I don't know UIUC too well I'm guessing that in-state tuition in around $10k a year and OOS is more like $25K a year. So you need somewhere around $50-$120K for tuition/books.

So how much do you need? You should start with $50K in your brokerage account. And then close the account and put the money in a tuition account where it can only be drawn on for educational purposes.

The problem is that what you're proposing is extremely dangerous. If day-trading was so easy, everyone would do it and make enough to live on. But most people don't because you can get wiped out in a very short time. If this was a bonus/you didn't need this money, then have at it. Unfortunately, if you day-trade and lose your money, you're done. No more school, unless you want to take out student loans. And day-trading will take a lot of time that you should be devoting to class/learning about what you want to do.

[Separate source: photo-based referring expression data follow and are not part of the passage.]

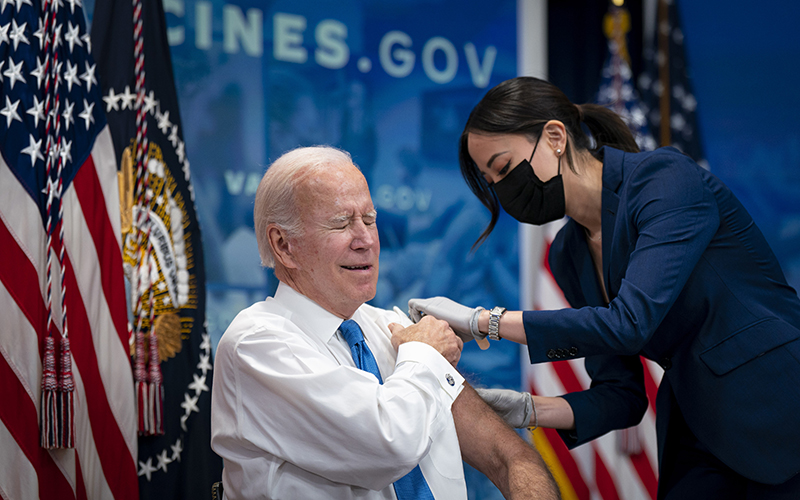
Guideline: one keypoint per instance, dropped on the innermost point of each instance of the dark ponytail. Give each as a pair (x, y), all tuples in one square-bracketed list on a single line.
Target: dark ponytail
[(607, 128), (523, 105)]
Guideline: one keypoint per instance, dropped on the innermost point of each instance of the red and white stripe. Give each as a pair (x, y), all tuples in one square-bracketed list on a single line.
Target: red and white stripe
[(102, 464), (599, 469)]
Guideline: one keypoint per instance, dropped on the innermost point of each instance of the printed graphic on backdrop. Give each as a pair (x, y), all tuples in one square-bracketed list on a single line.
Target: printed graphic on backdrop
[(64, 332), (393, 84), (162, 252)]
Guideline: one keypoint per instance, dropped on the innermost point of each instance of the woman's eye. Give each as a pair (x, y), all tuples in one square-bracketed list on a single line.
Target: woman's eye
[(504, 170)]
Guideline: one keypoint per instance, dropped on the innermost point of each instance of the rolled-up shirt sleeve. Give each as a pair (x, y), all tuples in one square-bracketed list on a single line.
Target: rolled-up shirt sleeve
[(285, 397)]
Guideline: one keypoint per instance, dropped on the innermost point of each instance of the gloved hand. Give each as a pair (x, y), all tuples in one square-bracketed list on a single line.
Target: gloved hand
[(516, 408), (462, 319)]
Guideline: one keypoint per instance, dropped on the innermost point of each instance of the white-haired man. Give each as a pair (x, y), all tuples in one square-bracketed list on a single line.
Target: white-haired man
[(319, 395)]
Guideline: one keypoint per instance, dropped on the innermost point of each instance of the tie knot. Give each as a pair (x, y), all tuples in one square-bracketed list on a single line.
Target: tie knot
[(351, 332)]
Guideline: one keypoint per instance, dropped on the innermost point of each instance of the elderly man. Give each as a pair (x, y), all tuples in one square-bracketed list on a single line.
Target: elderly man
[(318, 395)]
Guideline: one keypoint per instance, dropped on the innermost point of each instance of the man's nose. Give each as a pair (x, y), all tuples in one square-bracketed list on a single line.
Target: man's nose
[(364, 236)]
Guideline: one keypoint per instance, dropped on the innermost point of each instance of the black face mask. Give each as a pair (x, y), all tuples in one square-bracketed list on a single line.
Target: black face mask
[(526, 198)]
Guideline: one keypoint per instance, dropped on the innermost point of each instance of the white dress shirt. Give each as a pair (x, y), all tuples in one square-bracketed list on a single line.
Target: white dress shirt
[(294, 418)]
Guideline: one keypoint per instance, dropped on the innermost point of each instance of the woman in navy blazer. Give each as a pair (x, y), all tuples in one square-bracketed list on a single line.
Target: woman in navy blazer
[(659, 259)]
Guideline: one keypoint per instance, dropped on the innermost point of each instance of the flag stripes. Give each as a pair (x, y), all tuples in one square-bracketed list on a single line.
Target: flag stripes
[(595, 470), (104, 417)]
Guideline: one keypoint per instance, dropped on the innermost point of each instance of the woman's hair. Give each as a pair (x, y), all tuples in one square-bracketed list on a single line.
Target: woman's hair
[(275, 197), (523, 105)]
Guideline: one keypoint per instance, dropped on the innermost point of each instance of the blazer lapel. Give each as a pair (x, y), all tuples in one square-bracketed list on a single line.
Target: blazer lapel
[(612, 179)]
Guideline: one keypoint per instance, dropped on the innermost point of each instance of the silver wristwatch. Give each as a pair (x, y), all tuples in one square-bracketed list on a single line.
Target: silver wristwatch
[(494, 322)]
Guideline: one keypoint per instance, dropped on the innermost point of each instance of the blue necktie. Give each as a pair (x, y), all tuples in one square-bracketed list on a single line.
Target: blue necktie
[(412, 486)]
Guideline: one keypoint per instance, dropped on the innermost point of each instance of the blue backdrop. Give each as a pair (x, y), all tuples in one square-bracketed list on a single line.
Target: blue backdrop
[(745, 63), (393, 83)]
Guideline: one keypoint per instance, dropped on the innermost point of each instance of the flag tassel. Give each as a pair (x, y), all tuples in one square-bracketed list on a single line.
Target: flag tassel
[(140, 377), (66, 405), (156, 388), (48, 410)]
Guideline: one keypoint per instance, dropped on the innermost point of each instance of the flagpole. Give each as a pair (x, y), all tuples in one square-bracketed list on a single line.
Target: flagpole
[(663, 70)]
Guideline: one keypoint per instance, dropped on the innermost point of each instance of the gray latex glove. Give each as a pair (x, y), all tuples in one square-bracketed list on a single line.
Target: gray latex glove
[(516, 408), (462, 319)]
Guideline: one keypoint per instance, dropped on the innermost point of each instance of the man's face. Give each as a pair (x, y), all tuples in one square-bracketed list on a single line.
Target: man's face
[(336, 259)]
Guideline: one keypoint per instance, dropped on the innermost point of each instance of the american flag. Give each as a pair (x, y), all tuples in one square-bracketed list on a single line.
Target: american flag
[(617, 91), (58, 171), (667, 98), (621, 464), (602, 468)]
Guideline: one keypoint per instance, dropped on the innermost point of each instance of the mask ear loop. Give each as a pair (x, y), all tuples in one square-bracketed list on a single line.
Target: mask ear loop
[(534, 149), (558, 154)]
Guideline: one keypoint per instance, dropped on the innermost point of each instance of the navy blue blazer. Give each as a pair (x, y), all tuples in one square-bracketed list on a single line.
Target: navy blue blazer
[(694, 286)]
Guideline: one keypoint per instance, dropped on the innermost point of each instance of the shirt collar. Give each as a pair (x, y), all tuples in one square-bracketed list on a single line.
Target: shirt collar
[(307, 314)]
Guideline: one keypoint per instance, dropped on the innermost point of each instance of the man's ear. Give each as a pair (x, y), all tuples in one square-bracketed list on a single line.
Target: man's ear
[(281, 246)]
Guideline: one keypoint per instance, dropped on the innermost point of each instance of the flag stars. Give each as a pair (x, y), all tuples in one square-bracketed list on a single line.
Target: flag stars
[(173, 136), (87, 40), (86, 114), (150, 103), (163, 122), (71, 76), (126, 98), (20, 3), (112, 101), (206, 343), (88, 76), (199, 384), (190, 403), (177, 449), (163, 460), (14, 73), (39, 72), (57, 38), (40, 34), (51, 191), (4, 33), (204, 363), (17, 34), (146, 468), (66, 151), (34, 150), (72, 4), (10, 112), (68, 110), (73, 36)]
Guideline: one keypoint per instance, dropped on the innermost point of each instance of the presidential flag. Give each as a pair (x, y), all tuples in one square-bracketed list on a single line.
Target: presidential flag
[(163, 252), (62, 296)]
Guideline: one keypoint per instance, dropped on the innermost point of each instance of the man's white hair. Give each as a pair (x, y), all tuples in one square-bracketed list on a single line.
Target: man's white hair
[(275, 198)]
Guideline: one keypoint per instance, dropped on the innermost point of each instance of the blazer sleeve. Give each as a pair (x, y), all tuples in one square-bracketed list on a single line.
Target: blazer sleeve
[(674, 216), (616, 398)]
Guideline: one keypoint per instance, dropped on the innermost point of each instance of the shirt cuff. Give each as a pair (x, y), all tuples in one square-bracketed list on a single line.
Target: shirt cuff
[(448, 377)]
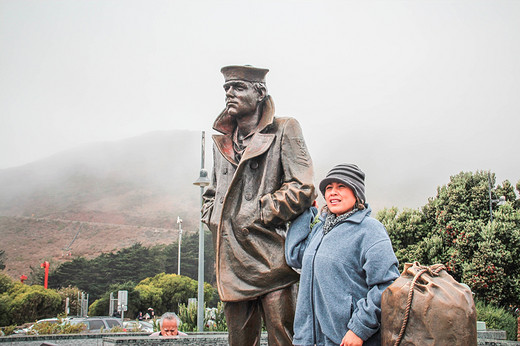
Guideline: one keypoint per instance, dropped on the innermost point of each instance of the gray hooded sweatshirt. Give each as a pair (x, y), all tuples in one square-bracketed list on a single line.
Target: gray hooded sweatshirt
[(343, 275)]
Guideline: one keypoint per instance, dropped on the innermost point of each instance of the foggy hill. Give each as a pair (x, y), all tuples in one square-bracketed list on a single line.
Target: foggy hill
[(100, 197), (145, 180)]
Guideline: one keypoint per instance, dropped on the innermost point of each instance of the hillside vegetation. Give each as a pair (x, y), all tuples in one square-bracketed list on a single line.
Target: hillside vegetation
[(99, 198)]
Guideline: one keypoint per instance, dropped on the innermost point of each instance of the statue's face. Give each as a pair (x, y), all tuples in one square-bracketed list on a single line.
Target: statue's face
[(241, 98)]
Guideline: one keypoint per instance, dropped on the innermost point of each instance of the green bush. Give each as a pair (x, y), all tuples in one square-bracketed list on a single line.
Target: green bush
[(9, 330), (214, 321), (497, 318)]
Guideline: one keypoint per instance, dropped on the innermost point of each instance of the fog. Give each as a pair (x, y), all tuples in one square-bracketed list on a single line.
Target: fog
[(411, 91)]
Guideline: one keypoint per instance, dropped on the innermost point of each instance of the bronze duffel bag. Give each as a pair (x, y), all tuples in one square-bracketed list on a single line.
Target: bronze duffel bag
[(426, 306)]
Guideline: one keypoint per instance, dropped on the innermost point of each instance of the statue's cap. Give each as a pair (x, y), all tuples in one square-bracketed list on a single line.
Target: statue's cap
[(246, 73)]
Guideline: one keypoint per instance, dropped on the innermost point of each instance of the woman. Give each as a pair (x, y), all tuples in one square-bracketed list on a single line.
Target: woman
[(346, 260)]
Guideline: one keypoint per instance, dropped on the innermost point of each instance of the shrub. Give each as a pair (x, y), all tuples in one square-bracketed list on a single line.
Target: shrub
[(61, 327), (497, 318), (8, 330)]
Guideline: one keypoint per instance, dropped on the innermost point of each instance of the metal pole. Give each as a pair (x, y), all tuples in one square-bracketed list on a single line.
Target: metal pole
[(490, 200), (179, 221), (200, 295)]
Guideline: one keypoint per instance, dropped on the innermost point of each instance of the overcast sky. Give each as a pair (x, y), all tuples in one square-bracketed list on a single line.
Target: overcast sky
[(411, 91)]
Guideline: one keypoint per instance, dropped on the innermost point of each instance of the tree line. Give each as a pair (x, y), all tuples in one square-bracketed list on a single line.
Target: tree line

So you can either bite the bullet and use the money that you otherwise would have traded with and take out a smaller loan and study your ass off so you can work in as a trader after school (should take two years max to pay off the loan if you tighten your belt for a little while), or you trade it and lose it and have to take out a larger loan and hopefully you've made good enough grade to not blow any chance of you being in S&T after school. It's possible you could make enough, but you won't stop there so just don't do it.

 

Many college kids have dreams of hitting it big trading. No one ever succeeds. Not only that, I have a gut feeling there is market turmoil ahead that's going to cause a lot of day traders to lose their shirts.

Play poker or start a business instead. Both have higher probabilities of being profitable.